They're admitting that the Linux that enterprise people want is RHEL (or RHEL-based) and not SLES.
Also, if CIQ follows them and SUSE bases this on CentOS Stream (at least for RHEL9; CentOS Stream 8 is admittedly a bit messy), this is exactly what Red Hat was hoping to achieve.
The US market is primarily RHEL. Historically the EU market and SAP shops were SLES. I admit I’m far enough removed today that I’m not sure if that still holds true.
Enterprises don't care what distro they use, and SuSE knows that. Enterprises care about the reputation of their professional services provider.
RHEL is increasingly seen as threatening its own place in the market, and enterprises want to be sure their multi million dollar investments will be stable over the long term. Paying SuSE for support makes sense if you believe they will support you better over the long term than RHEL will. Time will tell who provides more value, but SuSE does appear to be out-IBMing IBM.
From what I've seen big enterprises have thousands of RHEL or SLES licenses and the whole thing is managed by one guy who can hardly migrate from RHEL 7 to RHEL 8 because of the huge backlog of work he has.
For the average enterprise switching from SLES to SUSE RHEL means that update will happen in 5-7 years
I've done a few of those RHEL/CentOS/Ubuntu moves myself, and even though it was a pain I'm still somewhat impressed over how painless the actual move was when I had good documentation and also still terrified of what it feels like to try to transition undocumented boxes.
I dislike windows and the M$ ecosystem but as far as server management for undocumented servers it's much easier to deal with them than for Linux stuff. For an undocumented Windows server, you send out an email, wait 2 weeks, shut it down and listen for the screams.
For an undocumented Linux server, you send out an email, wait 2 weeks, prep the fire extinguishers, batten the hatches, and wait for the mob of angry villagers to storm the DC with pitchforks because thanks to you their print server for their paper checks is now printing in Klingon and it can't be fixed without resurrecting the guy that wrote the software 6 days before he died of terminal terminal disease.
No. Just that Windows servers are much easier to navigate to find what files and systems are running.
With Linux systems, sure, you can check chron and top and find what is running and where it is but it's a bit more unwieldy than the windows GUI, plus you don't always have a full list of the file and folder permissions and getting a full list of those requirements for whichever softwares are accessing them.
I remember that way back when, Deutschebank standardised on SuSE because they were a major shareholder in the company. DB had an IT department bigger than most entire companies, so I'm sure that had a pretty big effect on the ecosystem.

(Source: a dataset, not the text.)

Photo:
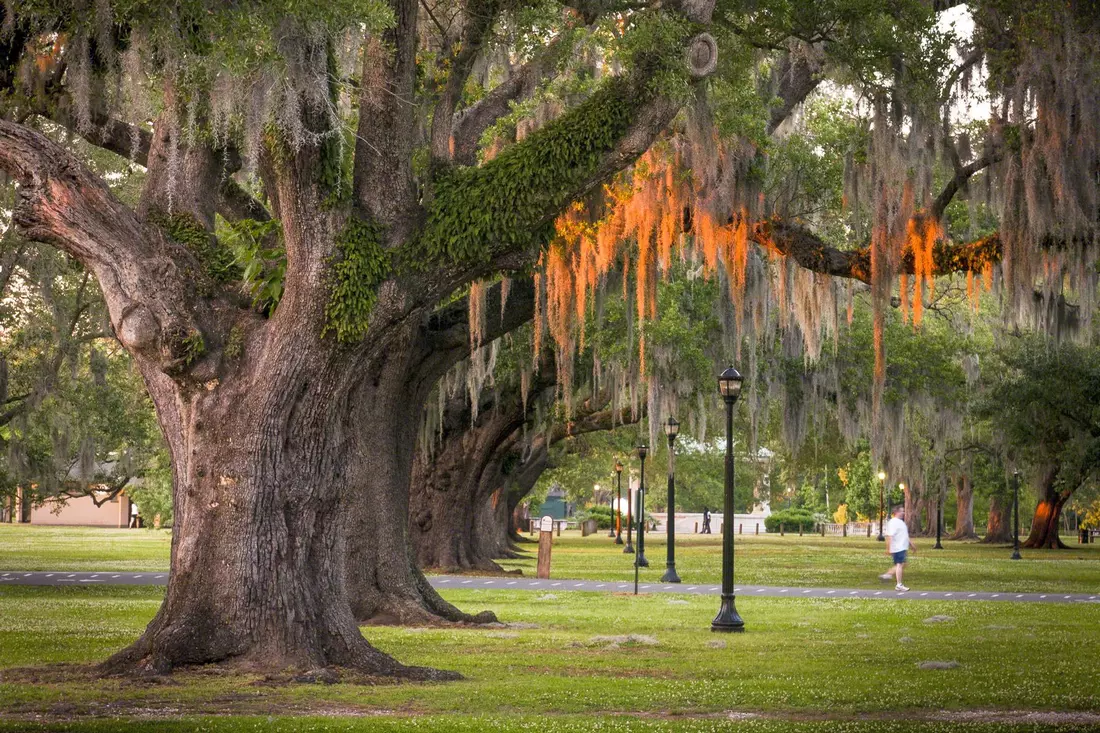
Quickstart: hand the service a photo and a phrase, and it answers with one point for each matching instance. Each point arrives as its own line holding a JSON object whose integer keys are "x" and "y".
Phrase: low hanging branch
{"x": 810, "y": 252}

As an engineer I don't care. In my career I have worked on SunOS, SLES, Debian, Ubuntu, RHEL, CentOS, Alpine and probably more.
I prefer something that is kept reasonably up to date so that I don't have to fight ancient long-fixed issues or missing features. But I really don't care, if it pays the bills I'll use it.
Going back about 15 years with this, but I used to prefer Debian / Ubuntu as a user, but for automating pxe installations and setting up package repos, Redhat/Centos were miles better.
I think they are positioning their own professionally supported enterprise distro as “the best” while positioning this Red Hat clone as the free-est ( both in the free beer and freedom sense ).
It is a good move. They siphon off customers from the competition to a free option and dramatically raise awareness of their paid service.
If it turns out that they still cannot make headway in North America with SLES, they can create paid support options for Liberty. Just like Red Hat, they will have the credibility of being the distro maintainer.
Given the staffing and infrastructure they already have to maintain for SLES, maintaining a RHEL-a-like may not even be that much work.
Also, if CIQ follows them and SUSE bases this on CentOS Stream (at least for RHEL9; CentOS Stream 8 is admittedly a bit messy), this is exactly what Red Hat was hoping to achieve.